The world is playing a lot in the Geneva negotiations. On the table is Iran's stubbornness for nuclear power, but that is joined by Israel's military superiority, the war in Syria, the force of the Gulf Islamist oil monarchies, Iraq's own oil ...
Pierre Haski has titled his analysis in Rue89, the branch of Le Nouvel Obsesrvateur from the well-known Social Democratic publishing line, entitled “Pourquoi Laurent Fabius a torpillé l’accord de Genève avec l’Iran”. In other words, a pact matured to the point of signing that the former Socialist Prime Minister, Laurent Fabius, and current French Foreign Minister, plunged it into torpedo.
The world has been surprised that the United States and its main enemy in recent decades, the Islamic Republic of Iran, have been precisely France that has helped to restore relations. But not by Nicolas Sarkozy but by François Hollande, veteran Laurent Fabius.
Fabius has argued that what was taken to Geneva was a “bad deal” and a “terrible straitjacket”, that is, in favour of the Iranians. The journalist, a French diplomat, has been told by a French diplomat that none of this treatment prevented Iran from making progress on its military nuclear programme, and that, without guaranteeing it, it would give a period of six months to alleviate the harshness of the economic blockade suffered by the Iranians.
The newspaper Le Monde, faithful guardian of the interests of the French republic, published an editorial the day after the defeat: "Is France an obstacle to negotiation? Reading too easy. On the contrary, it is dedicated to monitoring the rules to prevent the proliferation of nuclear weapons. It gives the impression that he faces the Obama team that is going too fast. France is convinced that before Iran is reassured, the economic pressure that has forced it to sit at the negotiating table, it must obtain guarantees that make it impossible for Iran to produce an atomic bomb. (...) France already has a last saved letter: The sanctions imposed on Iran cannot be broken without all Europeans agreeing.”
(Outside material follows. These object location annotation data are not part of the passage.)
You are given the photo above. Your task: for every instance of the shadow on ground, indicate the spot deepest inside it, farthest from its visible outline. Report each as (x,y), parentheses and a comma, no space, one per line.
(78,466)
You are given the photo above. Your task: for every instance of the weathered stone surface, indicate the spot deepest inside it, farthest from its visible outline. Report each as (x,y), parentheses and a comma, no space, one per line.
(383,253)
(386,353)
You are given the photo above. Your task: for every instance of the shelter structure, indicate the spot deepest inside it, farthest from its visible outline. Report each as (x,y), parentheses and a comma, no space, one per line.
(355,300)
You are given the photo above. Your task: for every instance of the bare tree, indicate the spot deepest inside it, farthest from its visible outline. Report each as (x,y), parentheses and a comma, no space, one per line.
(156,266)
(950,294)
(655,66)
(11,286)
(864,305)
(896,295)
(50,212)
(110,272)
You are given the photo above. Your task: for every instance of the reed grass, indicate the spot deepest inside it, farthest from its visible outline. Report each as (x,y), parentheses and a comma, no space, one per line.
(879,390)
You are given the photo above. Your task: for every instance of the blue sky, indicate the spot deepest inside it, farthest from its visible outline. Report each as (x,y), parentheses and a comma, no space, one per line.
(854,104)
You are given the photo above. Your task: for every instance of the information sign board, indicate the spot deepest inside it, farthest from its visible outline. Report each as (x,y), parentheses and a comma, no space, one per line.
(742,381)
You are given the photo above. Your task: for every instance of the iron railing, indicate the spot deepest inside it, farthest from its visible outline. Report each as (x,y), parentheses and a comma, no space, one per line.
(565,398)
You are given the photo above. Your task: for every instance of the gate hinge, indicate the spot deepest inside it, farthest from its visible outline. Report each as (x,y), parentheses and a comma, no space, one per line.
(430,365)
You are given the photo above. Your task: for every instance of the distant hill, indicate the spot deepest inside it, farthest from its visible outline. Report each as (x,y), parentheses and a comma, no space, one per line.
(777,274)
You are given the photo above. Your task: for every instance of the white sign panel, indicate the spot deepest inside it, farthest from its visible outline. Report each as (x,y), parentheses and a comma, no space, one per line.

Has the role of Obama and Hollande, a black yanki, a good policeman, a French Social Democrat, a bad gendarme been represented in Geneva? That impression is not given by those who have filtered through the negotiating environment.
Alain Gresh, who closely tracks Middle East messages, has hung some of Twitter’s most illustrative tweets on her blog at Le Monde Diplomatique. Swedish Foreign Minister Carl Bildt: "It seems that in Geneva the toughest debates have not been with Iran, but with the rest of the Western group. It's not good." The director of the National Iranian American Council of Iranians Exiled to the United States: “Fabius turns life into hell for Kerry (...). The consensus became apparent until the French threw a grenade. It has taken an entire day to repair the damage.”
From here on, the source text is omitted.